Last year, RPX published a critique of an August 2020 amicus brief filed by US Inventor, Inc. (“USI”) in New Vision Gaming & Development v S.G. Gaming. The USI brief claimed to have found evidence of bias in the institution of America Invents Act (AIA) trials at the Patent Trial and Appeal Board (PTAB) from 2013 through 2018.
Specifically, USI claimed to have identified a statistically significant “October Effect” whereby the PTAB’s Administrative Patent Judges (APJs) are allegedly more likely to institute trial on less meritorious (or “questionable”) petitions in October than in September. USI claimed that October is significant because it is the first month of the USPTO’s fiscal year, and it suggested that APJs are “stuff[ing] the pipeline” with “questionable” petitions at the beginning of each fiscal year to “guarantee . . . future work” and to “please their budget-minded bosses”.
Underpinning USI’s brief (the “USI Study”) was its so-called “Questionable Institution Ratio” (“QIR”), a statistic that purports to measure the relative number of trial institution decisions that are “questionable” based on the final outcome of those trials. RPX examined USI’s results in detail, making certain adjustments designed to compensate for methodological errors and other defects, and also tested USI’s hypothesis using a fuller dataset.  That analysis found that the USI study failed to support a conclusion of bias at the PTAB with any statistical significance.
The USI Study considered institution decisions made by the PTAB in September and October of each year from 2013 through 2018, with 2018 being the last year in which reasonably complete trial outcome data were available. (The PTAB’s Final Written Decisions, or “FWDs”, generally come approximately twelve months after the institution decision.)
The updated data clearly show that no October Effect exists. Not only did USI’s October Effect fail to appear in 2019, a handful of FWDs from 2017 saw their outcomes change on remand from the Federal Circuit, causing the October Effect from 2017 to disappear as well—underscoring the fragility of USI’s conclusion about statistical significance based on so few datapoints.

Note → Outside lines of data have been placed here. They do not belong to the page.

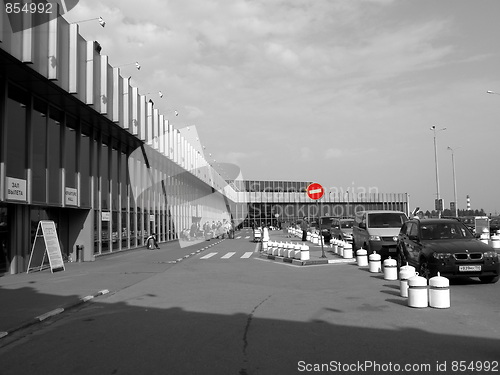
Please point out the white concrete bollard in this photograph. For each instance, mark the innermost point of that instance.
(296, 254)
(439, 292)
(362, 257)
(335, 246)
(279, 249)
(374, 262)
(495, 241)
(390, 269)
(417, 292)
(270, 247)
(404, 275)
(304, 252)
(485, 236)
(341, 248)
(347, 251)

Moreover, with the addition of the 2019 data, the aggregate number of “questionable” institution decisions in the seven years through 2019 was nearly the same for institution decisions made in September and October (52 vs. 53). As noted above, USI purported to provide evidence supporting the argument that the PTAB and its APJs derive an economic benefit from instituting questionable trials because the PTAB keeps the trial portion of a petitioner’s filing fee when a trial is instituted but refunds the fee when a trial is not instituted. The differential benefit in seven years of Octobers vs. the corresponding September months comes to a mere $22.5K. To put that in context, AIA trial institution fees come to $23M per year, according to New Vision Gaming’s brief at the Federal Circuit.
As RPX observed in its earlier study, USI mistook random variation—or “noise”—for a signal that doesn’t exist. Figure 2 shows the average QIR for institution decisions made by month from 2013 to 2019. The adjusted QIRs for each of the twelve calendar months range from 13.6% to 24.1% with an average of 18.1%. The QIR for September (17.4%) and October (18.1%) fall in the middle of that range, September being slightly lower than the overall average and October being exactly equal to the overall average.
USI’s claim of an October Effect illustrates the dangers of drawing conclusions on small sets of data while ignoring the larger context. USI based its claims of a statistically significant October Effect on only six pairs of datapoints, while ignoring the possibility that the observed data were within the normal month-to-month variation in the statistic they measured. This deficiency was compounded by a number of questionable definitional and methodological decisions that are covered in RPX’s earlier critique.
Ultimately, the most remarkable thing about the institution decisions made in September and October is just how unremarkable they are.
 In the USI Study, USI’s definition of “questionable” did not align with the statutory threshold for institution set by the AIA. Specifically, USI classified institution decisions that resulted in a mixed FWD as “questionable” even though the standard is “a reasonable likelihood that the petitioner would prevail with respect to at least 1 of the claims challenged in the petition” 35 U.S.C. § 314(a). Further, USI’s choice of denominator inflated the QIRs and exaggerated the differences between months.
To address these issues, the QIR was adjusted from USI’s original calculation, (claims patentable or mixed outcome) / (all claims patentable or all claims amended), to (as all claims patentable over) / (all claims patentable + all claims amended, or mixed outcome). See the original RPX critique for details.
 Figure 1 replicates figure 7 of the original article with the latest available data.
 We note that institution decisions made in September and October of 2019 pre-dated publication of the USI study by nearly one year, so the PTAB’s institution decisions in these cases could not have been influenced by the USI study.